The problem is that since most normal, asymptomatic people don't have skin biopsies done, we don't know what number they start at. A person could be symptomatic, have a skin biopsy performed, show up at the twentieth percentile and be told "no neuropathy". Problem is we don't know if that person was ALWAYS around that level--it's possible s/he could have once been at the fiftieth percentile, say, and if that had been known this biopsy figure would represent a diminishing of fiber density.
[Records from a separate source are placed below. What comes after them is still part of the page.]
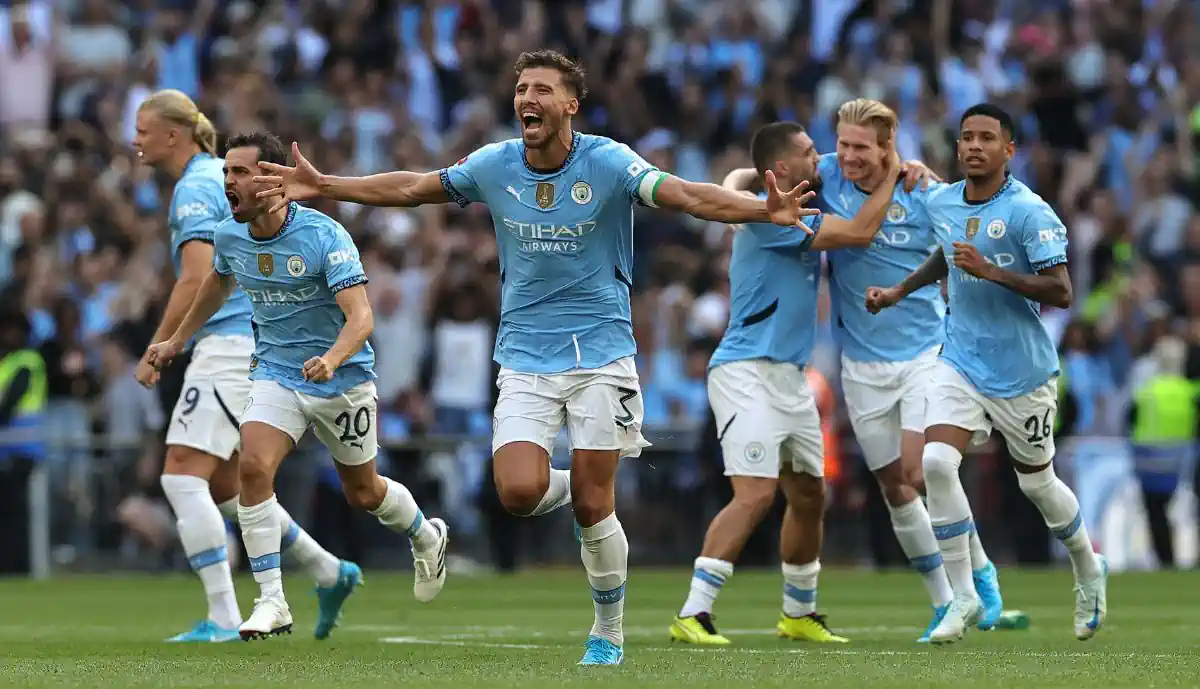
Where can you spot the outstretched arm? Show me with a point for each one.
(718, 204)
(305, 181)
(395, 189)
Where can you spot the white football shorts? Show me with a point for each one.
(1025, 421)
(601, 408)
(763, 411)
(885, 399)
(345, 424)
(214, 395)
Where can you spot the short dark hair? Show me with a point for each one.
(769, 142)
(994, 112)
(571, 71)
(270, 148)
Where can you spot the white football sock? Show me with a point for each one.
(399, 511)
(203, 537)
(949, 513)
(605, 555)
(978, 556)
(916, 535)
(1060, 508)
(801, 588)
(262, 533)
(319, 563)
(558, 493)
(707, 579)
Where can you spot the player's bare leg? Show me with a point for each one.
(727, 533)
(190, 481)
(603, 549)
(393, 504)
(526, 483)
(799, 549)
(953, 522)
(1060, 509)
(263, 448)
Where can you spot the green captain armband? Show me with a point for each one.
(648, 187)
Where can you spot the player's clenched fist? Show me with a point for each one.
(160, 354)
(880, 298)
(317, 370)
(969, 259)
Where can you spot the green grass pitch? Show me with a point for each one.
(527, 631)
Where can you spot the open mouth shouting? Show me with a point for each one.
(531, 123)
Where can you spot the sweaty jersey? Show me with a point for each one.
(567, 249)
(773, 295)
(905, 240)
(994, 336)
(292, 280)
(197, 205)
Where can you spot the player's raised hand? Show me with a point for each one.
(969, 259)
(160, 354)
(880, 298)
(299, 183)
(145, 373)
(787, 208)
(317, 370)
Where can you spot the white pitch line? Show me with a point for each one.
(466, 633)
(930, 653)
(450, 642)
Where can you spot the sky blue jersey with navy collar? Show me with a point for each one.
(567, 249)
(994, 336)
(292, 281)
(197, 205)
(773, 294)
(905, 240)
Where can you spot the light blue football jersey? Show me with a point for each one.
(994, 336)
(567, 249)
(904, 241)
(197, 205)
(773, 295)
(292, 280)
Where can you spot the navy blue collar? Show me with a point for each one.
(1003, 187)
(570, 156)
(287, 222)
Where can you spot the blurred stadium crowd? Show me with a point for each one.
(1105, 93)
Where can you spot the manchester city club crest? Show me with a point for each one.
(267, 264)
(545, 195)
(581, 192)
(297, 267)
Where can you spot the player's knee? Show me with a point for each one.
(520, 495)
(941, 463)
(255, 471)
(1036, 480)
(897, 483)
(364, 496)
(754, 498)
(805, 495)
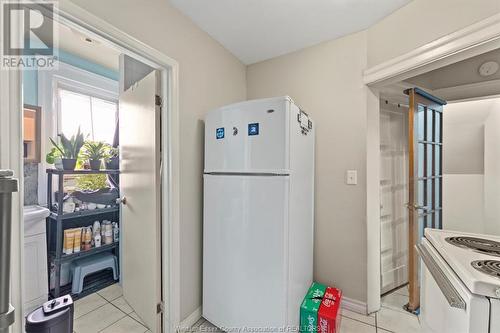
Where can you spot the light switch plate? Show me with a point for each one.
(352, 177)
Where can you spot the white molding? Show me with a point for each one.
(469, 91)
(189, 322)
(475, 39)
(11, 157)
(354, 305)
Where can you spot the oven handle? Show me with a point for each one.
(449, 292)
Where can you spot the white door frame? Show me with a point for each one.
(11, 153)
(470, 41)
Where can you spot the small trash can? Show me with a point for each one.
(55, 316)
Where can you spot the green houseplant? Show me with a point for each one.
(112, 158)
(94, 151)
(54, 157)
(91, 182)
(67, 150)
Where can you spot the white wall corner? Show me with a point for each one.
(373, 200)
(188, 323)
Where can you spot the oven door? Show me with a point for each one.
(447, 306)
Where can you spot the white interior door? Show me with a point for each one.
(140, 186)
(393, 197)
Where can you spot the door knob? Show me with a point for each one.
(122, 200)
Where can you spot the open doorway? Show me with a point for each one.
(104, 103)
(469, 171)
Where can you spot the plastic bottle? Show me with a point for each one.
(116, 232)
(97, 240)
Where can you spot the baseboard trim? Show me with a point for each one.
(354, 305)
(190, 320)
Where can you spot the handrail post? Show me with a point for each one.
(8, 185)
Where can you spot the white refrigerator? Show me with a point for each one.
(258, 214)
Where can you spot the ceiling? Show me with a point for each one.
(256, 30)
(458, 74)
(76, 43)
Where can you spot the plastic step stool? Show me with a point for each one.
(83, 267)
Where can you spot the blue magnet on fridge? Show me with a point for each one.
(253, 129)
(219, 133)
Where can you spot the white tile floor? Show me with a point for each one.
(392, 318)
(108, 312)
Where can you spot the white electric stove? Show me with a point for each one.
(460, 289)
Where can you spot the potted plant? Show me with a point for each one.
(54, 157)
(112, 158)
(67, 150)
(94, 151)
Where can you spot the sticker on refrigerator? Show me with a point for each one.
(253, 129)
(219, 133)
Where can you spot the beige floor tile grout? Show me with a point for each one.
(110, 302)
(359, 321)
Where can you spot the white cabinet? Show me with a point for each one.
(35, 258)
(35, 271)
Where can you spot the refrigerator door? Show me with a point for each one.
(248, 137)
(244, 257)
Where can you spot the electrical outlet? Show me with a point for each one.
(352, 177)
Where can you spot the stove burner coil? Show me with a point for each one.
(490, 267)
(481, 245)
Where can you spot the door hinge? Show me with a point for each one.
(158, 100)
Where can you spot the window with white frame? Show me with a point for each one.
(95, 116)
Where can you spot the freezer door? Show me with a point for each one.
(248, 137)
(244, 257)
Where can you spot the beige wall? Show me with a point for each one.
(209, 77)
(422, 21)
(325, 80)
(492, 171)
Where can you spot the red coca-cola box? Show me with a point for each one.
(329, 311)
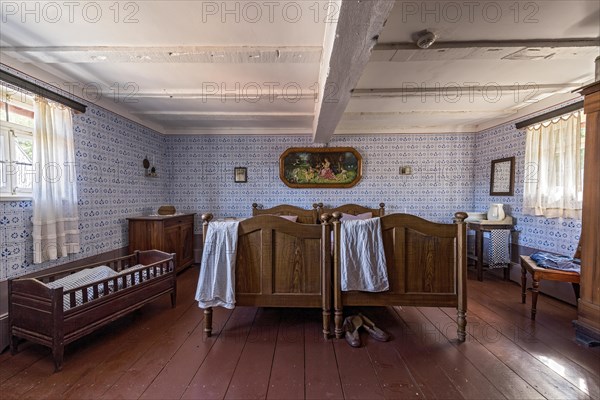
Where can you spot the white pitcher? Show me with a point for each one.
(496, 212)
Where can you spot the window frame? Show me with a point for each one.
(11, 132)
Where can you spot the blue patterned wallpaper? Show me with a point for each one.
(556, 235)
(109, 150)
(195, 173)
(201, 175)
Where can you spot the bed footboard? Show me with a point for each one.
(426, 266)
(280, 263)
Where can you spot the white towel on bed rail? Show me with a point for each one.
(362, 259)
(216, 284)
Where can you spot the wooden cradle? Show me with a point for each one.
(54, 317)
(426, 266)
(304, 216)
(280, 263)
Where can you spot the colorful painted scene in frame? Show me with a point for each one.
(325, 167)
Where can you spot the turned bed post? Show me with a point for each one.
(206, 218)
(326, 273)
(461, 267)
(337, 292)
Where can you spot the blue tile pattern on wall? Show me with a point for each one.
(451, 173)
(555, 235)
(109, 150)
(201, 178)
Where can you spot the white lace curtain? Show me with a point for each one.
(554, 168)
(55, 212)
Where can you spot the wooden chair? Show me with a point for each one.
(539, 273)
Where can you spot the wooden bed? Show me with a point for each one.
(55, 317)
(280, 263)
(426, 266)
(304, 216)
(353, 209)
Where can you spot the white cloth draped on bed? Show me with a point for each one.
(362, 258)
(216, 284)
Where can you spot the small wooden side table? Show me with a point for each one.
(479, 227)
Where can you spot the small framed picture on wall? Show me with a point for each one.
(240, 174)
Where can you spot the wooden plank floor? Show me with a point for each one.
(159, 353)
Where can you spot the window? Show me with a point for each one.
(554, 167)
(16, 144)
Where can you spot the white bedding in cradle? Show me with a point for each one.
(88, 276)
(362, 258)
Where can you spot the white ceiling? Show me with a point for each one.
(307, 67)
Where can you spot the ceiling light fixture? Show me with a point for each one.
(426, 39)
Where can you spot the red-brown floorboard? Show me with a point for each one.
(257, 353)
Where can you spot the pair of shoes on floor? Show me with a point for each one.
(354, 322)
(351, 325)
(373, 330)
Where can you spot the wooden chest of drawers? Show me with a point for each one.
(169, 233)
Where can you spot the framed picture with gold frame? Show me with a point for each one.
(240, 175)
(502, 179)
(320, 167)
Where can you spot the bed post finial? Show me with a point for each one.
(338, 314)
(336, 216)
(460, 217)
(325, 218)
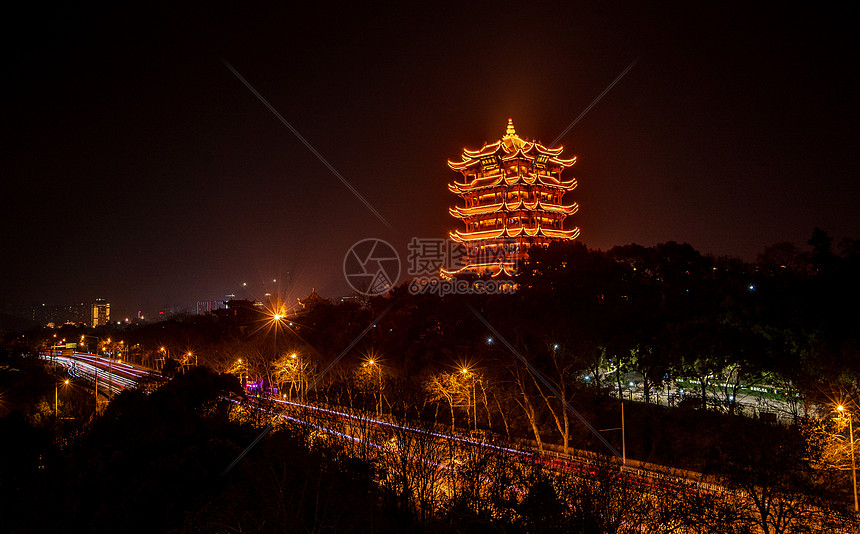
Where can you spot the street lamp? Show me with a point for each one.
(371, 362)
(853, 464)
(473, 400)
(56, 398)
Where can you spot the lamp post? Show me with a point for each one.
(56, 398)
(853, 464)
(371, 362)
(473, 399)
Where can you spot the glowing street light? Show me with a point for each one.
(56, 397)
(853, 464)
(473, 398)
(371, 362)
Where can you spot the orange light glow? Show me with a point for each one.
(512, 190)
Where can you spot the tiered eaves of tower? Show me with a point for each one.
(513, 193)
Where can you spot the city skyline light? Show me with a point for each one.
(139, 169)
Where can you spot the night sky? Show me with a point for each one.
(138, 168)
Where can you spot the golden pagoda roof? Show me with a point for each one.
(509, 147)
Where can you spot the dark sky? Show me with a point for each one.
(138, 168)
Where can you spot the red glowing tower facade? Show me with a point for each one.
(512, 193)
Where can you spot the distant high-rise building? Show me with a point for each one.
(101, 312)
(61, 314)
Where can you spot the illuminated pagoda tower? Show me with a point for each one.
(513, 192)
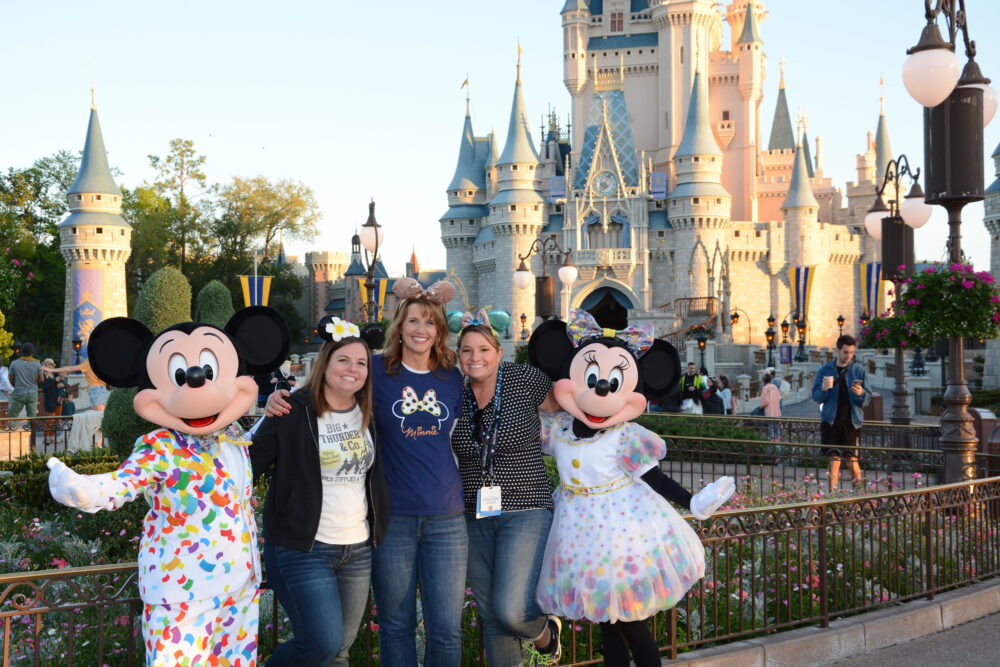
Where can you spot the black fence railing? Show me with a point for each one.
(768, 569)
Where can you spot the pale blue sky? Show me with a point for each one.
(361, 99)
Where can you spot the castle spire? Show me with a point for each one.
(519, 148)
(751, 33)
(799, 192)
(698, 138)
(94, 176)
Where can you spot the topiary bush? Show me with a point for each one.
(164, 300)
(121, 425)
(214, 304)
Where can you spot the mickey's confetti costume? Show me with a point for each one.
(199, 569)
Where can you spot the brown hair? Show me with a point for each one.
(315, 384)
(484, 330)
(441, 355)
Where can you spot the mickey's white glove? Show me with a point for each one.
(73, 489)
(705, 502)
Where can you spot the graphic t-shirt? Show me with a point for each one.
(415, 413)
(346, 453)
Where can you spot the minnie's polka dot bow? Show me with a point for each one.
(582, 326)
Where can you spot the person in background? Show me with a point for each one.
(770, 400)
(841, 386)
(25, 374)
(327, 503)
(726, 394)
(97, 391)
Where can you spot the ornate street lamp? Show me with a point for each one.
(544, 285)
(956, 109)
(372, 235)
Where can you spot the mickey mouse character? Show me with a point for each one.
(617, 551)
(199, 569)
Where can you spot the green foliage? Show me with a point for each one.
(164, 300)
(952, 302)
(121, 425)
(214, 304)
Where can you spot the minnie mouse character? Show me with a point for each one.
(199, 569)
(617, 552)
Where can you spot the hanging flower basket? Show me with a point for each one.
(953, 301)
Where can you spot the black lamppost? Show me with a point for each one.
(371, 235)
(800, 355)
(956, 109)
(734, 318)
(545, 291)
(702, 341)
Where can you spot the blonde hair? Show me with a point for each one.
(314, 386)
(442, 357)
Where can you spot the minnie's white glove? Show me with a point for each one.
(705, 502)
(73, 489)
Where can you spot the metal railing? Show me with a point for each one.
(767, 569)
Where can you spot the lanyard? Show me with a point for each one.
(487, 446)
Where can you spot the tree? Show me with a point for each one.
(178, 175)
(214, 304)
(257, 210)
(164, 300)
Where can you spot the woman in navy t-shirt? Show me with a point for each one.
(417, 395)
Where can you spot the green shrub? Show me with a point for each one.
(214, 304)
(164, 300)
(121, 424)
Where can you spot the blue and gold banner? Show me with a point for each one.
(800, 279)
(871, 288)
(381, 287)
(255, 290)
This is why the condition of the fibers is supposed to be examined as well. As enbloc notes, fiber swelling, along with excessive branching, may be noticed in some asymptomatic people with no symptoms, but it is not a "normal" finding and usually would prompt some more investigation or at least monitoring. Fortunately, skin biopsy is non-invasive and repeatable, so one can have these done serially (I have) and compared for further diminishing of density or deterioration of condition--or, hopefully, for improvement of density and condition. (This is how we were able to clinically document that my acute-onset body-wide small-fiber syndrome, whatever it was, was healing slowly over time--though no one knows if I will ever get back to whatever my original nerve fiber density numbers were, as we don't know these. But I have gone from the third and fifth percentiles to the sixteenth and twentieth percentiles and the nerve fibers are much less swollen and branched than they were during my first skin biopsy.)